You’re on a Title 22 request for the next four days, he said, and Burnette, with a look of perplexity, admitted he couldn’t recall ever hearing mention of Title 22.
It’s State Department, said the colonel. They requested you, specifically. There’s a funeral in Europe. They’ve asked that you head up the security detail for our people.
Why would they do that? State operates its own muscle-heads, sir.
What’s the problem, Burnette?
Why me? Is there some reason?
I can tell you what I know, said the colonel. One, we’re talking the Balkans. Two, State has received credible threats on the life of one of its dignitaries. Three, you seem to be acquainted with the chief of the host country’s security service, some general named Vasich.
Vasich? A Croatian?
Yes, said the colonel. I think that’s right.
With all respect, Colonel. Please advise State I’m unavailable for the assignment.
Not going to happen, Burnette. Given the possibility of your refusal, my orders are to ask you to pick up the phone on my desk and dial the number I read out to you.
Who am I calling, sir?
The Pentagon.
Who am I speaking to?
I can’t tell you that, son, because I don’t know. You getting the picture here?
He dialed the number, whoever picked up asked his name and rank and transferred the call to another person who asked again for Burnette to identify himself and he was transferred once more to a secure line and after a moment’s clicking someone answered saying, Ev, how the hell are you? How’s school? and he played along, answering politely, letting the guy talk, recognizing the voice but unable to place it until the voice said, We miss you out there on the links, buddy, and Eville said Ben? This is Ben, right? What’s this all about?
You got a few minutes? asked Ben sardonically and Burnette said I don’t know, sir, but Ben kept talking and Burnette tried to explain his reluctance to participate in the mission but didn’t get very far. Ben euphemistically described the undersecretary’s medical crisis, and then mentioned The Hague, ongoing investigations, potential legal complications. If Steve starts running his mouth, shoot him, said Ben, letting the silence on the line resonate before amending his directive. Hey, Ev, I’m joking, but you get the point. And one more thing. This guy from The Hague snooping around, an American lawyer. I think you might know him.
Everything settled? asked the colonel.
Oh, man, said Burnette. Fuck me, sir.

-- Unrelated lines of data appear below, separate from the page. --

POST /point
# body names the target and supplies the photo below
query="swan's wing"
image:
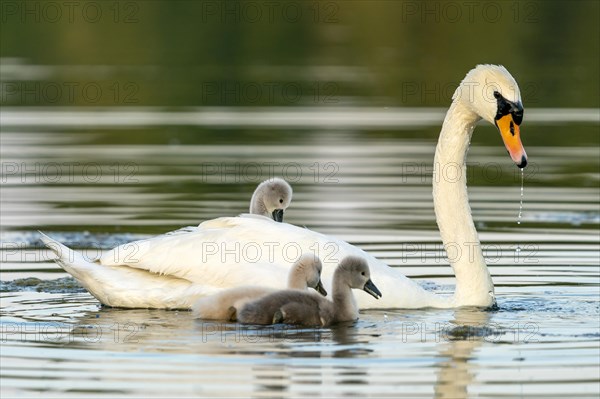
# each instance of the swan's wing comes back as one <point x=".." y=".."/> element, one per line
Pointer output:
<point x="182" y="230"/>
<point x="229" y="252"/>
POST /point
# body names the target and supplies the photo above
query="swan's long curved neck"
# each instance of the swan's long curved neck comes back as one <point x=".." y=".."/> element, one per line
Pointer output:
<point x="474" y="285"/>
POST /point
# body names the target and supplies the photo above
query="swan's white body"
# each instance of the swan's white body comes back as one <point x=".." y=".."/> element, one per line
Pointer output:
<point x="164" y="271"/>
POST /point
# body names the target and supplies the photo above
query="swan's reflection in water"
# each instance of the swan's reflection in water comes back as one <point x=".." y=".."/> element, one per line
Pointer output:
<point x="349" y="359"/>
<point x="466" y="333"/>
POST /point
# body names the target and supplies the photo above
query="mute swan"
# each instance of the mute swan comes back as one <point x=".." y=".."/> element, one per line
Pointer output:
<point x="304" y="274"/>
<point x="217" y="253"/>
<point x="308" y="309"/>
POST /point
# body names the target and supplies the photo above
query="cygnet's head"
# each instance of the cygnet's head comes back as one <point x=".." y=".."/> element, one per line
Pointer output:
<point x="355" y="271"/>
<point x="309" y="266"/>
<point x="492" y="93"/>
<point x="271" y="198"/>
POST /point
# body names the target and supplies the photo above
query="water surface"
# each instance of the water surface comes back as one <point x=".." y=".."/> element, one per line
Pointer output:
<point x="95" y="184"/>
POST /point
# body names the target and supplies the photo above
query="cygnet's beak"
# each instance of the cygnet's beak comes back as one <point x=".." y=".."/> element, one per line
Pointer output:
<point x="320" y="289"/>
<point x="278" y="215"/>
<point x="371" y="289"/>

Yes, sir.
Then the adjutant was there to take him downtown and then to his apartment and then to the airport for a flight to Andrews where he boarded a plane with Scarecrow and the team at sundown for a sunrise landing in Zagreb, Vasich a lone sentinel on the wet tarmac, dressed in winter-blue camo fatigues, a brass star pinned to each epaulette, bareheaded, his baldness aglow with pluvial mist, greeting Burnette with a bear hug and a happy growl, My fucking brother, ready to begin the advance work, two days hence, for the funeral of Davor Starevica, a man the general described to the Americans as the father of Croatian independence.